Gang violence keeps Providence women in court
Venita Lovett spent as much time in court last week as most members of the judiciary.
On Tuesday, following a two-week trial, a gang member was convicted of killing her son, Kasean Benton, who was gunned down in an ambush on the city’s South Side two years ago.
But her daily trip to Providence County Superior Court was not over.
On Wednesday, she was back in court. Same building. Same courtroom. Same judge. This time she returned to see Kasean’s twin brother, Jaheeim, make an appearance to face six felony charges for firing a gun at three men in Pawtucket last summer. Jury selection in his case began on Monday.
Mrs. Lovett, a deeply religious woman, is on the front lines of the escalating violence that has sent scores of young men to their graves or to state or federal prisons where they spend a good portion of their lives.
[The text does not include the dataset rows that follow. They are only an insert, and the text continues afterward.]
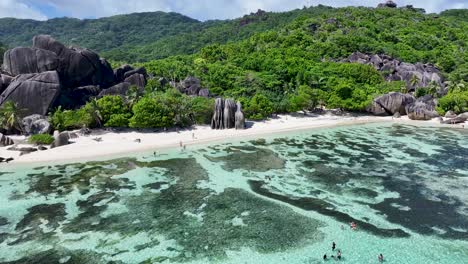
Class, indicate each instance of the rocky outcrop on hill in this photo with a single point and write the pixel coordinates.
(227, 114)
(240, 119)
(34, 93)
(422, 109)
(77, 66)
(391, 103)
(29, 60)
(414, 75)
(50, 74)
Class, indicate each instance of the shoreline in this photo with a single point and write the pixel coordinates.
(117, 144)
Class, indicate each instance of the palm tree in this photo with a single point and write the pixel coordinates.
(10, 117)
(95, 112)
(133, 95)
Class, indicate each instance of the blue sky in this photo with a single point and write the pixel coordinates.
(199, 9)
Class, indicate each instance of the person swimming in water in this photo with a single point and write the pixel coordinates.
(380, 257)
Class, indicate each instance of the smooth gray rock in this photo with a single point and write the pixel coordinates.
(29, 60)
(229, 117)
(422, 109)
(5, 81)
(456, 120)
(240, 119)
(119, 73)
(450, 114)
(60, 139)
(391, 103)
(5, 141)
(138, 80)
(35, 93)
(119, 89)
(77, 66)
(36, 124)
(217, 122)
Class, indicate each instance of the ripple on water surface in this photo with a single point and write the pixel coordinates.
(274, 200)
The Benton boys were, and are, according to the police, members of YNIC, a street gang with a racial epithet in its name. YNIC and Comstock, another gang named after Comstock Avenue off Broad Street, are bitter rivals. Both groups are composed of young black men from the South Side. Many of the feuding gang members were once friends who slept at each other’s homes, ate dinner together and played pickup basketball and youth football.
Somewhere along the line, the friendships went awry. Knives and guns replaced reason and self-control.
Donald Young was convicted last week in the murder of Kasean Benton, a rival gang member.
A jury found Donald Young, a Comstock gang member, guilty of gunning down Kasean Benton. At one time, they were friends.
Teny O. Gross, executive director of the Institute for the Study & Practice of Nonviolence on Oxford Street, said that the rivals all once hung out at the Davey Lopes Recreation Center on Dudley Street near Rhode Island Hospital. Around 2005, they split into separate gangs: Comstock and YNIC. The friends became enemies. Gross “doesn’t remember anymore” what caused the rift.
“It started off as youthful energy and fighting,” he said. “Then, guns got involved.”
Lovett is a weary 52-year-old mother who gave birth to 10 children — “six living, four passed.” Among the dead are Kasean and three other siblings, including a set of twins, all of whom she said died from crib death. She said that, in 1996, she moved to Providence from Newark, N.J., to care for her ailing mother.
“I wished I never came to this wicked place,” she said.
The family lived on Sycamore Street in theSouth Side and she said she spoiled her children. They always had the latest video games and the finest basketball sneakers. She said that her sons and friends, as many as 15 of them, including Donald Young, would stop by the house for sandwiches, macaroni and cheese and chicken dinners. Often times, she said, they slept over.
Lovett said that a well-intentioned celebration triggered a rift between the boys that led to a three-year explosion in violence.